When compiling Mashed III did you get any rejections from artists you wanted to remix? We requested about 150 tracks, so that would give you a good idea. We asked for some pretty crazy shit. We were definitely trying to make a statement. We wanted to licence KLF’s ‘3am Eternal’ but we were going to remix it, we wanted the multi-track and some crazy old Giorgio Moroder track from 1978 and a soundtrack piece and some industrial Skinny Puppy stuff. Sam’s taste lends itself to a lot of 80s arthouse, industrial-type stuff – it seemed to be poking its head up quite a bit. We wanted the stuff that influenced the genre: some old New Order, they just don’t clear that, especially when we say we’re going to lay four tracks over the top.

There’s also loads of rock outfits getting remixed these days compared to a few years ago. On this compilation alone there’s Wolfmother, The Gossip, The Futureheads… why do you think that is? I guess you’ve got to look at the age of these dudes. Guys like Bloc Party are in their early twenties, they grew up clubbing and listening to a bit of this and a bit of that. I remember, going back to the early 90s, when Oakenfold did the Rolling Stones remix or the U2 song that went to number one around the world – that was just a shock. But it does seem like a trend when every new band has a MSTRKRFT, Tiga, or Digitalism remix. There is definitely an international crew that band together and they’re all just mates, you know.

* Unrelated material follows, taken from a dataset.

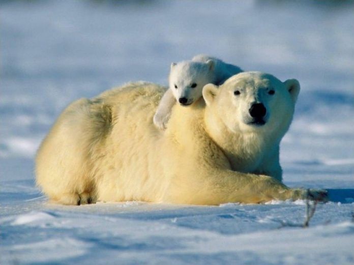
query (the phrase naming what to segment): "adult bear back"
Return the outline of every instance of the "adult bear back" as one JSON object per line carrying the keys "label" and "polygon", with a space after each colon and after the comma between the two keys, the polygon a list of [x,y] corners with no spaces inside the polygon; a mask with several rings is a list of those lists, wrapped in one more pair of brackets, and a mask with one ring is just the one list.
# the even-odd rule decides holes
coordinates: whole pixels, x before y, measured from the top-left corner
{"label": "adult bear back", "polygon": [[[165,90],[132,82],[70,105],[37,154],[37,183],[44,193],[53,202],[76,205],[304,197],[305,191],[281,183],[279,164],[279,142],[300,90],[297,80],[247,72],[218,88],[206,85],[205,102],[176,104],[161,131],[153,116]],[[250,106],[261,103],[267,114],[252,117]],[[326,198],[323,191],[312,192],[316,199]]]}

What can we expect from Tonite Only’s album? Oh Christ, in 30 words or less? I know a lot of the stuff on our album isn’t sounding anything like our remixes. There’s probably a little more to them. I guess our role models were Daft Punk and Giorgio Moroder and the 30 years between those two artists. It’s a celebration of all things synthetic and electronic. – Mashed III is out now on Ministry of Sound through EMI.